VON GEORG ANASTASIADIS
Die Grünen sparen selten mit Lektionen für die Bürger; in Bremen hat der Souverän den Spieß jetzt umgedreht: Ein Drittel der Stimmen für die Ökopartei ist weg, ebenso die Spitzenkandidatin und wenn’s dumm läuft, auch die Regierungsbeteiligung. Die „Verwandtenaffäre“ in Robert Habecks Klimaministerium hat die Wähler irritiert, doch noch verheerender war der arrogante Umgang der Partei mit den Filzvorwürfen: Statt Verantwortung für den Skandal zu übernehmen, jammerten führende Grüne über einen angeblichen Feldzug von Medien und anderen Parteien gegen grüne Klimaschutzpolitik bei der Wärmewende. Und statt seinen allzu familiären Staatssekretär Graichen hochkant aus seinem Ministerium zu werfen, schwurbelte Habeck von einem „Fehler“, dessen „Substanz habe korrigiert werden können“. Wie bitte?
Verfehlungen gibt es in allen Parteien.
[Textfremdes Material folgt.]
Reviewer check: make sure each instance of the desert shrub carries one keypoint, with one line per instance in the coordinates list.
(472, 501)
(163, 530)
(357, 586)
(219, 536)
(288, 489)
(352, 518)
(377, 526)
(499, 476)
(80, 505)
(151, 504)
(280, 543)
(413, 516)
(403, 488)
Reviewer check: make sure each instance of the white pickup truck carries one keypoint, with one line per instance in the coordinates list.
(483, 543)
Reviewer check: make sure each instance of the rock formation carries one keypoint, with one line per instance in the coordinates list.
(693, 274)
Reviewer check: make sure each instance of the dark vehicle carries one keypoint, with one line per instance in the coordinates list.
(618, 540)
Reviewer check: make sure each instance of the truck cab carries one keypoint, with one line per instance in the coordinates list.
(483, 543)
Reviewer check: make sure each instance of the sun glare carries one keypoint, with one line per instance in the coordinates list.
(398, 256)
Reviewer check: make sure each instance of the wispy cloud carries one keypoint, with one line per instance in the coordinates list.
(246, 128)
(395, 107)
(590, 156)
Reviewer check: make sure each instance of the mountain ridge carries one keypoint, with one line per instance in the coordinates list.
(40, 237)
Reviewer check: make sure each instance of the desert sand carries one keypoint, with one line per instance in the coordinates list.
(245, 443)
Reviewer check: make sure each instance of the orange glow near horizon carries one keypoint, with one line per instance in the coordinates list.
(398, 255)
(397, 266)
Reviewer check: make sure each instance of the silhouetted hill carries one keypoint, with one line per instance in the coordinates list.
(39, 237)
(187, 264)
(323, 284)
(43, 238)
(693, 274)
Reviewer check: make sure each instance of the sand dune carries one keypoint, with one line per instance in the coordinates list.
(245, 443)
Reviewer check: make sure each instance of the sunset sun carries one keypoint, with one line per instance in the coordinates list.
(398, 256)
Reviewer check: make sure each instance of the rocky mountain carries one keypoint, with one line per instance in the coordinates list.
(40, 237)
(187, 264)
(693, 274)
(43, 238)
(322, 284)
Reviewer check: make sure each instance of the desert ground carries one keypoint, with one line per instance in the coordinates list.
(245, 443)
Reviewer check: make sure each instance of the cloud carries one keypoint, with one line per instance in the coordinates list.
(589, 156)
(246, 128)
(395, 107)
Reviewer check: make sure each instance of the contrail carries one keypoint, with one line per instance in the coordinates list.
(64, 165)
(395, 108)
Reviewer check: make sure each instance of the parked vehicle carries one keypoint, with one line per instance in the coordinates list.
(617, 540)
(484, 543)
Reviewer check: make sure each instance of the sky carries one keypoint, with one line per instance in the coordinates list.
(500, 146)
Doch dass ausgerechnet die Grünen, die die moralische Messlatte für andere gerne höher legen, in eigener Sache so nassforsch über Fehler hinweggehen zu können glaub(t)en, hat sie in den Augen vieler zu einer stinknormalen Partei gemacht, für die dieselben Gesetze der Schwerkraft gelten wie für alle anderen. Der quasi-religiöse Nimbus der Klimaretter ist dahin. Der nächste Fehler wäre jetzt zu glauben, dass es mit einem Bremer Bauernopfer getan wäre. Auch Habeck wird um Konsequenzen in seinem Ministerium nicht herumkommen. Auch für seine geplante Kanzlerkandidatur wäre es besser gewesen, er hätte sie früher gezogen.
So könnte die SPD das Ende des grünen Aufstiegs nutzen, um sich aus der Umklammerung durch die Grünen zu lösen, und ihr Profil als linke Volkspartei schärfen, die bei allen Klimasorgen die kleinen Leute nicht vergisst. Eine Große Koalition mit der CDU, diesmal unter Führung der SPD, ist, nach Berlin, nun auch in Bremen möglich. Den Segen des Kanzlers hätte sie wohl – auch mit Blick auf die nächste Bundestagswahl.